Materials and methods
Growth and maintenance of M. ulcerans
The M. ulcerans strain S1013, recently isolated from the lesion of a BU patient from Cameroon [13] was grown in BacT/Alert culture bottles supplemented with enrichment medium according to the manufacturer’s protocol (bioMérieux). Cells were fixed with 4% formalin prior to array and SPR analysis.
Cloning, expression, and purification of MUL_3720
Full length MUL_3720 (aa 1–207) was cloned into pET28a, as previously outlined [14]. The recombinant protein was expressed and purified as previously described [10,14], with the purity on par with that shown in Bolz et al. 2016 [14].
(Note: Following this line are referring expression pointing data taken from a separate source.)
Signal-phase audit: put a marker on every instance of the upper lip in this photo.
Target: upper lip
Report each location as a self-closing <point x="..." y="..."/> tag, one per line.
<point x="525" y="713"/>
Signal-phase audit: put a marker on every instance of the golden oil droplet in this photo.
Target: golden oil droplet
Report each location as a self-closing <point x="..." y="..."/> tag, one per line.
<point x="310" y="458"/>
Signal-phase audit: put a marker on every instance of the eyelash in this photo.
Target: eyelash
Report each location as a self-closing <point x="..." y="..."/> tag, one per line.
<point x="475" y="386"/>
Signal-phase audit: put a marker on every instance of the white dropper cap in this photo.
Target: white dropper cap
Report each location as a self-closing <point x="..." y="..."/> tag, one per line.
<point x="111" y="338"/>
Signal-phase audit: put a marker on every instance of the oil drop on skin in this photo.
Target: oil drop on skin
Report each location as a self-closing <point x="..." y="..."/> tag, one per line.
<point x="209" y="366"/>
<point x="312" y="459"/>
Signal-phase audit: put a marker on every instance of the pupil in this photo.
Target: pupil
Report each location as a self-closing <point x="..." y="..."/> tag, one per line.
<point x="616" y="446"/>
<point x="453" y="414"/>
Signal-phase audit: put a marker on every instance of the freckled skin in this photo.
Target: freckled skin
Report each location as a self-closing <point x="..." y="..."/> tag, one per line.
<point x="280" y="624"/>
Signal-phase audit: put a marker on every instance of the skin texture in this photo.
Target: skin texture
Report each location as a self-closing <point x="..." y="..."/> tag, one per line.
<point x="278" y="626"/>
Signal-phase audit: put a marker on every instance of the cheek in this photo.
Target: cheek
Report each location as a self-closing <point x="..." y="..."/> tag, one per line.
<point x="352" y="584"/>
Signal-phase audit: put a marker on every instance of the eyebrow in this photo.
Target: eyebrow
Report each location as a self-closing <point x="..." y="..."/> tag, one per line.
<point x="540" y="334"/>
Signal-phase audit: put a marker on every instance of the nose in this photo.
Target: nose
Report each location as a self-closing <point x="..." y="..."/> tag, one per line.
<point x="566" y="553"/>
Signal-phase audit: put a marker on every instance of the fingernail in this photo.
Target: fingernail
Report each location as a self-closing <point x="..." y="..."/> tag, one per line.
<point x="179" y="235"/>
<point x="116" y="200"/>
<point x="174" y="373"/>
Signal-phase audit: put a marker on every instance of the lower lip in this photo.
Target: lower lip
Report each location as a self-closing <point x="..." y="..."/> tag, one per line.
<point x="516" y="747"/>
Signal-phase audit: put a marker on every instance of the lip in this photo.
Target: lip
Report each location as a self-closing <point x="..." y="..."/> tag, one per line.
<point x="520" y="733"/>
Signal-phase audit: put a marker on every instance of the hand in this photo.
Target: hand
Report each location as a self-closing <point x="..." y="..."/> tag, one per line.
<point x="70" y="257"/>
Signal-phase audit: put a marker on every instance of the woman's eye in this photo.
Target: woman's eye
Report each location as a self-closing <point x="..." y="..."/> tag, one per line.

Evolutionary analysis of the MUL_3720 protein
The MUL_3720 protein sequence was analysed using the BLAST tool (NCBI) against the non-redundant protein sequence database and mycobacterial sequences with an e-value of > 1e-30 were downloaded for further analysis against the MUL_3720 sequence. The evolutionary history of the retrieved sequences was inferred using the Maximum Likelihood method and Whelan And Goldman + Freq. model [15]. Initial tree(s) for the heuristic search were obtained automatically by applying Neighbour-Join and BioNJ algorithms to a matrix of pairwise distances estimated using a JTT model, and then selecting the topology with superior log likelihood value. A discrete Gamma distribution was used to model evolutionary rate differences among sites (5 categories (+G, parameter = 0.5861)) of an 88 amino acid sequence region of the proteins. Evolutionary analyses were conducted in MEGA X [16,17] and shown in S1 Fig.
Glycan array analysis
Glycan arrays were printed onto SuperEpoxy 3 activated substrates as previously described [18]. The glycan array analysis of the whole, fixed M. ulcerans cells was performed using a modification of the method used in Day et al 2009 and Mubaiwa et al 2017 [19,20]. Briefly, approximately 106 Bodipy 595/625 nm labelled bacteria in 500 μL of array PBS (1 x PBS containing 1 mM CaCl2 and 1 mM MgCl2) were applied to the glycan array in a 65 μL gene frame without a cover. The bacteria were incubated on the array at room temperature in the dark for 30 minutes and washed three times for five minutes, once in array PBS and twice in 1x PBS without Mg or Ca ions. Glycan arrays with the MUL_3720 protein were performed as previously described [21] using 2 μg of protein per array and 20 minutes of incubation time prior to washing. Both protein and cell arrays were scanned and analysed using the Innoscan 1100AL scanner and the MAPIX analysis package. Final statistical analysis of the combined datasets were performed in Microsoft Excel using Student’s T test. The lis of glycans is present in S1 Data and the MIRAGE compliance information is included in S1 Table.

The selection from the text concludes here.